Wednesday, September 22, 2010

Accentuate the Obvious

Today I was one of the speakers on a GLB panel for a college class, and the question of choice came up again. It occurred to me as I listened to the other speakers that they were even more confused than I'd thought. They talked about people who'd had bad coming-out experiences, and who would choose that? No one, perhaps. This was a variation on the familiar rhetorical question, "Would anyone choose a 'lifestyle' that causes them to be hated, condemned, and vilified?" Why, yes, they would, and they have. But I hadn't heard it applied to coming out before, which has nothing to do with the question whether being gay is a choice.

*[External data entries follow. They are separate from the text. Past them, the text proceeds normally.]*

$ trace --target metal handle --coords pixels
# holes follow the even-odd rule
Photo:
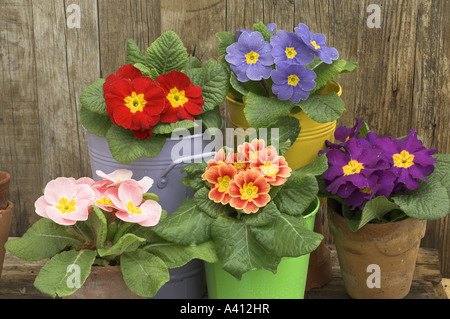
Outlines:
[[[167,186],[167,175],[169,175],[170,171],[172,171],[174,169],[175,166],[185,162],[185,161],[192,161],[192,160],[196,160],[198,158],[204,158],[204,157],[210,157],[210,156],[214,156],[216,155],[216,152],[209,152],[209,153],[202,153],[202,154],[197,154],[197,155],[190,155],[190,156],[185,156],[185,157],[181,157],[175,161],[172,162],[172,164],[170,164],[161,174],[161,176],[158,179],[158,182],[156,183],[156,185],[158,186],[159,189],[163,189]]]

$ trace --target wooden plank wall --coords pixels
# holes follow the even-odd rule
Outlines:
[[[80,8],[71,28],[69,5]],[[380,27],[369,28],[370,4]],[[217,58],[215,33],[299,22],[324,33],[341,58],[359,62],[339,77],[347,111],[339,125],[364,117],[382,135],[416,129],[427,146],[450,151],[449,0],[1,0],[0,169],[11,173],[11,235],[38,216],[34,201],[58,176],[89,176],[79,96],[125,63],[126,40],[143,49],[174,30],[188,52]],[[226,119],[226,108],[223,106]],[[429,222],[423,246],[438,248],[450,277],[450,219]]]

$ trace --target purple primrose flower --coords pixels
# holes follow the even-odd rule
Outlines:
[[[272,71],[272,92],[280,100],[306,100],[315,86],[316,73],[300,64],[279,63]]]
[[[240,82],[268,79],[272,72],[272,46],[259,32],[245,31],[227,48],[225,60]]]
[[[408,136],[399,140],[392,137],[380,138],[376,145],[384,151],[386,160],[392,165],[398,184],[413,190],[420,186],[417,179],[428,182],[426,176],[433,173],[434,163],[437,161],[431,156],[436,149],[425,148],[415,130],[410,130]]]
[[[278,31],[270,39],[270,44],[275,64],[287,62],[307,65],[314,60],[314,52],[293,32]]]
[[[294,30],[323,62],[330,64],[332,60],[336,60],[339,57],[338,51],[335,48],[329,48],[325,45],[326,37],[323,34],[312,33],[303,23],[300,23]]]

Or does it? Coming out -- the process of telling other people, gay or straight, that you are not heterosexual -- is pretty clearly a choice. When I started that process, four decades ago, I anticipated that I would have some bad experiences (rejection, hostility, malignant ignorance, etc.), and did my best to prepare myself to deal with them. I was lucky: very few people reacted negatively. But when I did have bad experiences with straight people, it wasn't my choice, it was theirs.

At the risk of distracting the reader, let me suggest an analogy. Anti-choice bigots often try to confuse the issue by conflating the choice of having sexual intercourse with the choice to have a baby: if a woman has sex with a man, they claim, she should expect to get pregnant, and therefore her decision to have sex was a decision to have a baby, regardless of her actual intent -- and if she does become pregnant, she has forfeited all choice thereafter, except the choice of putting the baby up for adoption after its birth. Not all sex leads to conception, however, so choosing to have intercourse is not equivalent to choosing to have a baby. Nor is driving a car equivalent to deciding to die in a fiery collision. Nor is coming out a decision to be disowned by one's parents. Nor, for that matter, is expressing anti-gay opinions a decision to have those opinions derided, rebutted, and vilified -- bigots can usually recognize that distinction, at least!

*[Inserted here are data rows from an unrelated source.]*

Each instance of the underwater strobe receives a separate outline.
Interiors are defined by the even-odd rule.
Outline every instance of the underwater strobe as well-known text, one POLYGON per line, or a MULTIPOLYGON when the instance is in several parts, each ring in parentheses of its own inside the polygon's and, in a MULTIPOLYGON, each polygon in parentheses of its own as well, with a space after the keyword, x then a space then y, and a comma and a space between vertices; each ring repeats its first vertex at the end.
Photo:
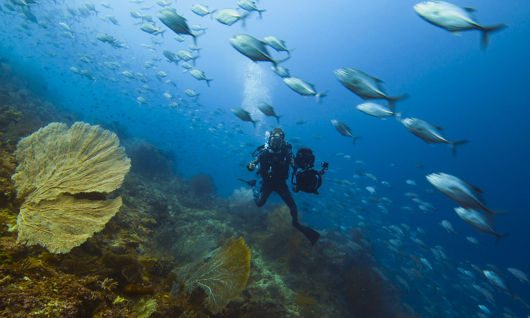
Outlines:
POLYGON ((320 171, 312 169, 315 166, 315 155, 311 149, 304 147, 299 148, 296 152, 295 163, 302 170, 298 173, 293 171, 291 183, 295 186, 293 187, 293 191, 295 193, 303 191, 318 195, 317 190, 322 185, 322 175, 325 173, 329 163, 322 162, 320 165, 322 169, 320 171))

I'd have thought that all this was obvious, but it obviously isn't, worse luck. I was disturbed by this mutation of the "Would anyone choose a 'lifestyle' ..." meme, which is obnoxious enough in its own right. If gay people (and their allies, presumably) are going to start trying to claim coming out and gay identity as non-choices, then where will we go from there? Evidently the trend is to deny any responsibility and choice in their lives at all, but in order to do that consistently they would have to exempt antigay people from responsibility and choice too, and I don't think that will happen. (Freedom and responsibility for thee, but not for me!) As I said in my own answer to the question about choice, no one knows what choice is, and the science which is used to claim that homosexuality is not a choice doesn't recognize that human beings make any choices at all, since it considers free will an illusion. But the people who claim they were born gay don't realize this: they do believe they make choices, but being gay isn't one of them... and now, it appears, coming out wasn't a choice either.

I must admit, of course, that this has to do with a blind spot of my own. To quote myself:
... unlike most gay people I’ve known, I did not expect everything to be easy when I came out. There’s a weird paradox there: most people who, like me, made a conscious move to come out to straights, seem to have delayed that move as long as we did because we feared the consequences: that our friends, our families, random strangers would hate and despise us for being queer. And yet, after coming out, a good many gay people express shock and dismay that not everyone treats them with respect, let alone acceptance. I’m deliberately echoing Captain Renault’s famous line from Casablanca: I am shocked! shocked, I tell you! to find that there is homophobia going on here. Their shock may be as theatrical, as fake, as Captain Renault's; what I don't get is what it's supposed to achieve.